Perennial Green vs Senses in Real Spaces
2 real rooms side by side. Seeing Perennial Green and Senses in actual rooms makes the difference concrete; browse the spaces below to get a feel for how each color lives on a wall.
Living Room
A living room wall sees more varied light than almost any other surface in the house, which makes the choice between these two more nuanced than a chip suggests. Senses reflects noticeably more light off the walls, making the space read more open than Perennial Green.
Bathroom
Small bathrooms intensify color. A shade that seems quiet in a larger room can feel immersive when you're surrounded by it on four walls. Senses returns significantly more light to the room — in a smaller or darker space, that difference in perceived brightness is hard to miss.
Color Details
Perennial Green vs Senses Simulated Comparison
5 simulated room previews — drag the slider on each to see Perennial Green on one side and Senses on the other.

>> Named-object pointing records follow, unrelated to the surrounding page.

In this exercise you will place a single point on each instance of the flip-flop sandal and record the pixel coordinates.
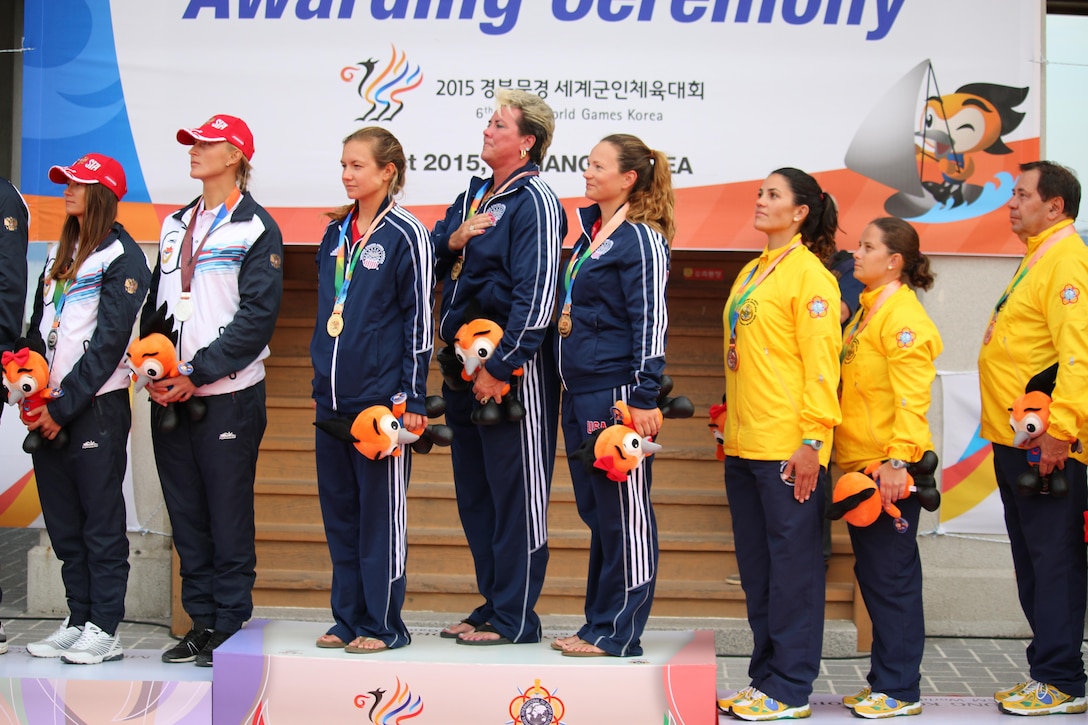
(351, 649)
(485, 642)
(445, 634)
(577, 653)
(556, 643)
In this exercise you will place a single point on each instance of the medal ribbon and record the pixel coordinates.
(862, 322)
(478, 199)
(577, 260)
(347, 258)
(188, 260)
(1059, 234)
(741, 298)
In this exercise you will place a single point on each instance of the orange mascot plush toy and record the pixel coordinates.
(717, 427)
(379, 432)
(473, 345)
(856, 496)
(1029, 417)
(616, 450)
(26, 380)
(152, 357)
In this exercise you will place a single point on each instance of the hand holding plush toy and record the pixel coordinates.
(153, 357)
(616, 450)
(378, 431)
(26, 380)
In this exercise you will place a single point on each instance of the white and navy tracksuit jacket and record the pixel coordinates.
(615, 352)
(207, 467)
(503, 472)
(81, 483)
(384, 348)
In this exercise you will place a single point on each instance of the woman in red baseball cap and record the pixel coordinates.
(220, 277)
(89, 293)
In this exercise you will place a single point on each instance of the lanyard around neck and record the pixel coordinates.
(188, 260)
(742, 297)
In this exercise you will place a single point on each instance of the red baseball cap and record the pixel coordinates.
(221, 127)
(93, 169)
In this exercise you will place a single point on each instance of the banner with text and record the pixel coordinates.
(919, 109)
(969, 499)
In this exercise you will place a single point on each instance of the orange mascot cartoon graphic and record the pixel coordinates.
(960, 126)
(473, 345)
(1029, 417)
(152, 357)
(379, 431)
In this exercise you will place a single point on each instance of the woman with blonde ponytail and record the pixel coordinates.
(612, 347)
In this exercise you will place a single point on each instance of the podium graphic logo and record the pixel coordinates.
(536, 707)
(393, 710)
(381, 86)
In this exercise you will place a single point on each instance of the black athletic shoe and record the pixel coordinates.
(204, 656)
(189, 647)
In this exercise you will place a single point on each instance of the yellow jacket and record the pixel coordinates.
(788, 342)
(887, 375)
(1043, 321)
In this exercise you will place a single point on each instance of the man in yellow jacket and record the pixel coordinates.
(1041, 319)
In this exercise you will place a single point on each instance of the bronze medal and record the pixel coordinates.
(335, 324)
(565, 324)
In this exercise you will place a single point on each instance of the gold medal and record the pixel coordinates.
(731, 359)
(184, 308)
(335, 324)
(565, 324)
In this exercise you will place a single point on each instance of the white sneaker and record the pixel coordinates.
(94, 647)
(57, 643)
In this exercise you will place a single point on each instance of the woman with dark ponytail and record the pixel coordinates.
(782, 342)
(889, 348)
(612, 347)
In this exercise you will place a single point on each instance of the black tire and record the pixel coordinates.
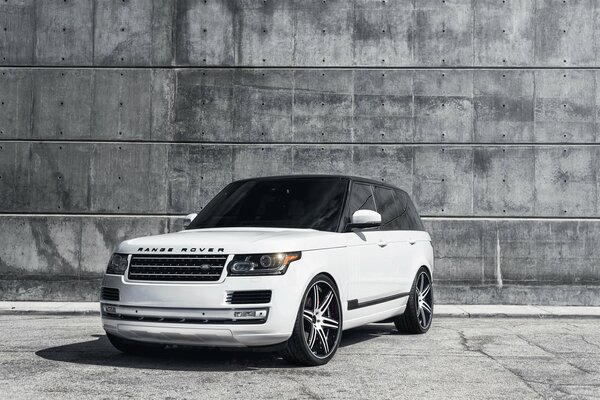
(133, 347)
(316, 327)
(417, 318)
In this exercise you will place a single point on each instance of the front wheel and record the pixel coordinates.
(318, 328)
(419, 309)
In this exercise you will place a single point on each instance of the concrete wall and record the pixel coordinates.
(116, 116)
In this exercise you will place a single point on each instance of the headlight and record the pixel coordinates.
(117, 264)
(261, 264)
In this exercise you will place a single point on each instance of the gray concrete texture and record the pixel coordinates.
(45, 357)
(116, 116)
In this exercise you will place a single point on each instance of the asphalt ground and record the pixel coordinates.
(61, 356)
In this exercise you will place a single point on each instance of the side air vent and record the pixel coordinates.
(249, 297)
(109, 294)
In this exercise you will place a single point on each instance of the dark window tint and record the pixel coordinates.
(310, 203)
(410, 219)
(414, 220)
(388, 208)
(361, 198)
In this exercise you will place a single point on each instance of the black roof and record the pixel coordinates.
(349, 177)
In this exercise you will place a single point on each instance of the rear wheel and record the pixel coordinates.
(318, 329)
(419, 309)
(132, 346)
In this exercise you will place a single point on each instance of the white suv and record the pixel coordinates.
(287, 262)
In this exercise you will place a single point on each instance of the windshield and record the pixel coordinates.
(309, 203)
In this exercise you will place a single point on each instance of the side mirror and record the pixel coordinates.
(188, 219)
(365, 219)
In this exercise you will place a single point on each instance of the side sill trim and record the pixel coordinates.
(354, 304)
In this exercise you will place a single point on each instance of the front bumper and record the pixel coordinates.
(185, 313)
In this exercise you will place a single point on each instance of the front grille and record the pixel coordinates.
(191, 268)
(249, 297)
(111, 294)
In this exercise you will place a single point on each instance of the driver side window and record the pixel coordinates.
(361, 198)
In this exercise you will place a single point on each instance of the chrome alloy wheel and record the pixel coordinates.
(321, 317)
(424, 300)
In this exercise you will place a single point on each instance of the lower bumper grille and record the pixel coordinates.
(249, 297)
(109, 294)
(190, 268)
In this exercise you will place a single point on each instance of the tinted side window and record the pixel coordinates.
(410, 219)
(412, 215)
(388, 208)
(361, 198)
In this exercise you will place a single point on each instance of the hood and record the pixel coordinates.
(234, 241)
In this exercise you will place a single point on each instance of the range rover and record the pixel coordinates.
(282, 262)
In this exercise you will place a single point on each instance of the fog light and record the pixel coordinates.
(108, 309)
(250, 314)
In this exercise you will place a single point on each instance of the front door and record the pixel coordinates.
(370, 254)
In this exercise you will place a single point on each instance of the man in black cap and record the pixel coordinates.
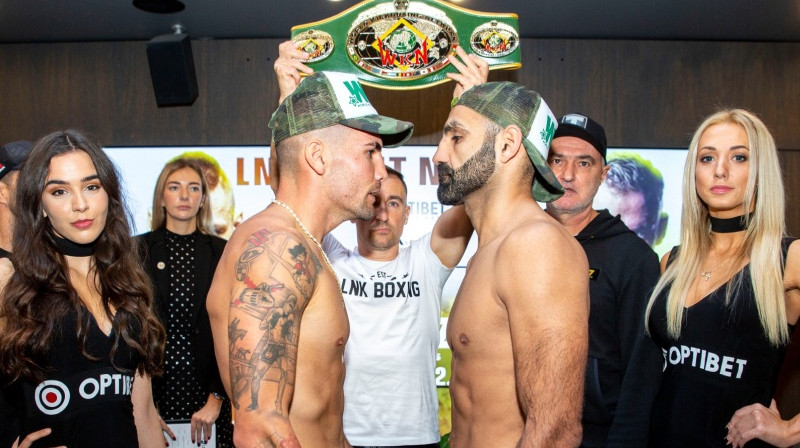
(622, 272)
(12, 156)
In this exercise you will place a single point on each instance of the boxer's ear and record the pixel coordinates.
(509, 142)
(315, 155)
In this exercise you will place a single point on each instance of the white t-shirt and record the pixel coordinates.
(394, 309)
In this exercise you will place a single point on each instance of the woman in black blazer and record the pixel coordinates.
(180, 258)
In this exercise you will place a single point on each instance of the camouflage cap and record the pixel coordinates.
(328, 98)
(507, 103)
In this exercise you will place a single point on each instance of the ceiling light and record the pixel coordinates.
(159, 6)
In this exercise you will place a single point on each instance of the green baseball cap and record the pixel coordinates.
(328, 98)
(507, 103)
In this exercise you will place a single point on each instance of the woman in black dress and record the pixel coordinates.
(78, 338)
(180, 258)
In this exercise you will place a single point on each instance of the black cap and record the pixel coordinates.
(584, 128)
(13, 155)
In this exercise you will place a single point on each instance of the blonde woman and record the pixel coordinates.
(180, 257)
(722, 309)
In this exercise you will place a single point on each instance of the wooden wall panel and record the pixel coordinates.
(646, 93)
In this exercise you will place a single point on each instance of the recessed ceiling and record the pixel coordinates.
(114, 20)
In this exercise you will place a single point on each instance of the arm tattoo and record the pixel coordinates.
(275, 309)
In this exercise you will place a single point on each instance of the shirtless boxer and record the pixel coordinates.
(277, 314)
(518, 327)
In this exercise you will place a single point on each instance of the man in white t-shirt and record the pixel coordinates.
(393, 295)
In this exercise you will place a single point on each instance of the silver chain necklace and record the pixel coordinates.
(311, 237)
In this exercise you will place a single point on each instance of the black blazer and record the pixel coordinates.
(153, 250)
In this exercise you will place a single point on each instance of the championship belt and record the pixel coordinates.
(407, 44)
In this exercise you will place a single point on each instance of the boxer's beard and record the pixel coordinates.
(456, 185)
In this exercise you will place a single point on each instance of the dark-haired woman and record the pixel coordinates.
(78, 337)
(180, 258)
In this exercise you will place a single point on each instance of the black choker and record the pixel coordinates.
(728, 225)
(73, 249)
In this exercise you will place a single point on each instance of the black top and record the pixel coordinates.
(182, 395)
(623, 271)
(86, 403)
(208, 250)
(721, 362)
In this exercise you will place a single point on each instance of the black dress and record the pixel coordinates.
(721, 362)
(86, 403)
(181, 267)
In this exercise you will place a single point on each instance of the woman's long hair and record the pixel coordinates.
(159, 217)
(39, 292)
(765, 227)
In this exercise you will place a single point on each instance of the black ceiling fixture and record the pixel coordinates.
(159, 6)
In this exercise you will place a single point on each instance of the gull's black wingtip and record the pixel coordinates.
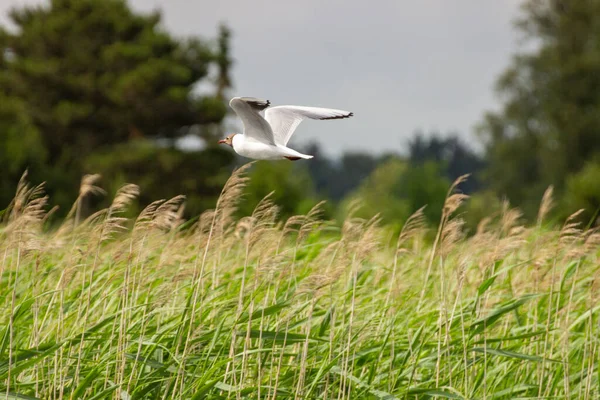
(257, 104)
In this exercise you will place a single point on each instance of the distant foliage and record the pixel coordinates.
(79, 77)
(292, 188)
(549, 126)
(396, 189)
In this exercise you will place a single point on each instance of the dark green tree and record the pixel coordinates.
(79, 77)
(453, 156)
(550, 123)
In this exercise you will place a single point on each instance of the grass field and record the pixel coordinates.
(219, 308)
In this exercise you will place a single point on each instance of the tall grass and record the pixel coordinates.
(160, 308)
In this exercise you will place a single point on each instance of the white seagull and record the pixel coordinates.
(266, 138)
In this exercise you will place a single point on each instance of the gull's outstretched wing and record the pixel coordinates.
(285, 119)
(255, 126)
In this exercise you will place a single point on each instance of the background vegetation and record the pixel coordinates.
(121, 107)
(244, 284)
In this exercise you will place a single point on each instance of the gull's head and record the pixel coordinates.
(228, 140)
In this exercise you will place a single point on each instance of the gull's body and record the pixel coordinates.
(266, 138)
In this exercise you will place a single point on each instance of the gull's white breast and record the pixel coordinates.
(251, 148)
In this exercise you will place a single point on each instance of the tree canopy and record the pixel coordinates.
(549, 125)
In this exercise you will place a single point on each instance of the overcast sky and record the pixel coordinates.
(399, 65)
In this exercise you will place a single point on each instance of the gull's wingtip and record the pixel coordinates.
(255, 103)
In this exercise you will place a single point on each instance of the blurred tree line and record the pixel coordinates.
(89, 86)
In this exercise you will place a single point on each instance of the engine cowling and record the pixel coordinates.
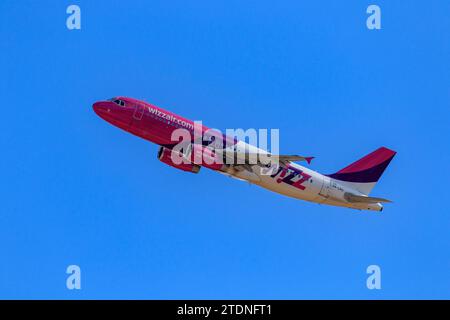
(165, 156)
(206, 158)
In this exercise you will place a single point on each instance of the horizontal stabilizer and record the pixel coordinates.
(353, 198)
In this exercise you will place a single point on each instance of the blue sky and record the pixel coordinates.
(76, 190)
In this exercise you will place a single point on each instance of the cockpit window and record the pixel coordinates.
(118, 102)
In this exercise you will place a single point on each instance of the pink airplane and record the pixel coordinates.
(349, 187)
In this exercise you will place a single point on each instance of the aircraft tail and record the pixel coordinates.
(363, 174)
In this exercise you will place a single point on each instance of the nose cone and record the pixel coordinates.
(101, 108)
(120, 116)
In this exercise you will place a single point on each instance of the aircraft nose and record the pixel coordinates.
(101, 108)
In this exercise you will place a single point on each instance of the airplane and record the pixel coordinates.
(349, 187)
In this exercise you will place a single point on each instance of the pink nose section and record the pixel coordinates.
(100, 108)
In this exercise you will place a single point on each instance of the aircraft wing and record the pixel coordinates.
(245, 159)
(353, 198)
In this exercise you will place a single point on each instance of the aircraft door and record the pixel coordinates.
(138, 112)
(326, 185)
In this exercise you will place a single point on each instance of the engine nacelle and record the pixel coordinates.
(206, 158)
(165, 156)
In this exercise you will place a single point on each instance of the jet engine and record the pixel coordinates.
(165, 156)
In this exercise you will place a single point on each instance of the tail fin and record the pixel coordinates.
(363, 174)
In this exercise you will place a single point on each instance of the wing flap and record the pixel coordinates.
(353, 198)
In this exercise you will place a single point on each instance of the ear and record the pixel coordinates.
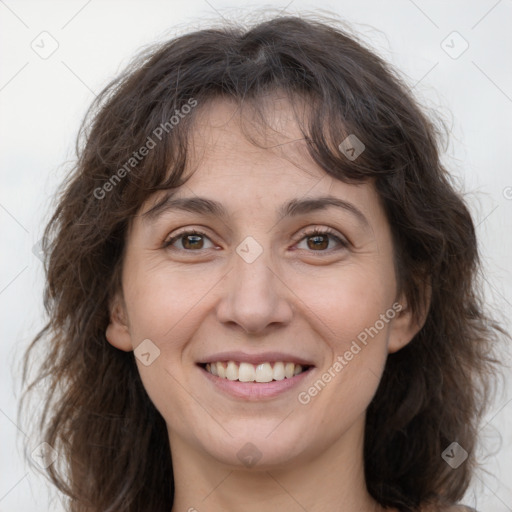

Digital color is approximate. These simulations are generated from the manufacturer's hex values and overlaid on grayscale room photos — your screen's calibration, brightness, and viewing angle all affect how they render. Before committing to either color, test physical samples in your own space under the light you actually live with.
More Perennial Green comparisons
See how Perennial Green stacks up against other well-photographed colors across different brands and tones.